The studio producing 'Gladiator' spent $2 million dollars to recreate Oliver Reed for around 1 minute of screen time. Its hardly noticeable, which makes it even more astounding considering it was made 17 (SEVENTEEN) years ago.
Modern production companies are either lazy or cheap, because the tech is certainly out there.
Matthew Robinson
You believed the OP's image was from the movie.
It wasn't.
Your opinion on the movie means nothing because you either don't remember accurately or did not see it at all.
Ethan Miller
That's completely different, they just took material that they'd filmed of him and composited it onto a body (and yes, it's noticeably off much like a suspicious shoop.)
If you don't have or can't create filmed material that fits well enough with the action you're trying to do, then you can't use that technique at all.
Oliver Gomez
Am I the only one who thought the CGI (at least for Tarkin) was good?
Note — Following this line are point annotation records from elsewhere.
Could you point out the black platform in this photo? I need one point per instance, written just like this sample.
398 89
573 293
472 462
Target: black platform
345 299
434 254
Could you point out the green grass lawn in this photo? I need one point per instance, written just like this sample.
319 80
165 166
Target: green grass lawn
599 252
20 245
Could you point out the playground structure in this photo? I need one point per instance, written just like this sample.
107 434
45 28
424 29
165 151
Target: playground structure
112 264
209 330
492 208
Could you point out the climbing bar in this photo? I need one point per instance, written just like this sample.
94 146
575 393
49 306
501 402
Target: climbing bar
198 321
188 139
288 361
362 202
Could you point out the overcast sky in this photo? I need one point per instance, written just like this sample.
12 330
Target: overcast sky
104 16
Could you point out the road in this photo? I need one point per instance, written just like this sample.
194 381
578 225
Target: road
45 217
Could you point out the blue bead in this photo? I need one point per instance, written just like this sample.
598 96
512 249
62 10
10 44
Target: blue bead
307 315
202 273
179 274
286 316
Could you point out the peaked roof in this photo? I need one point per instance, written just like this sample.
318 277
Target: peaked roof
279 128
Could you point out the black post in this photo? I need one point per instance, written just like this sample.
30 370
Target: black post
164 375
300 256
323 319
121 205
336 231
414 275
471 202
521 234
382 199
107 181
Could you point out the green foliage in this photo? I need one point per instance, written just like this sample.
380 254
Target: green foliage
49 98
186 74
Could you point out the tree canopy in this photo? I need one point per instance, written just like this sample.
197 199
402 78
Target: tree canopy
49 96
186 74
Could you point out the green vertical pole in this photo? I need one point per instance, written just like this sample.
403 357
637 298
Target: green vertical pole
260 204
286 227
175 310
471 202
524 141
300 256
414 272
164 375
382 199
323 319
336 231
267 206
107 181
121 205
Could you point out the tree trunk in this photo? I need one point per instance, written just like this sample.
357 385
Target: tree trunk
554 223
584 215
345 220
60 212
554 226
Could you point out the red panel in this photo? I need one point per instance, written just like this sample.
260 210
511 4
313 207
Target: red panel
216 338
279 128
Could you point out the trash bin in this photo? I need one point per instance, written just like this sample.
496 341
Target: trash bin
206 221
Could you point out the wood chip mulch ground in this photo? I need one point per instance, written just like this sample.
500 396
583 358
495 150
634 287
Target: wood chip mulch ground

I thought it was very convincing, and if they had just avoided the full face shot of Leia then even that would've been very believable.
Hudson Hill
the acting happens in the movement of the characters which CGI can't yet portray without seeming unreal.
In Rogue one the CGI actors are believable right up to the moment they start any sort of movement. But they are more real than the stills fro the film suggest.
Christian Hughes
>reading comprehension
Easton Hall
and avatar only worked because your mind is more forgiving on an alien than on a known human.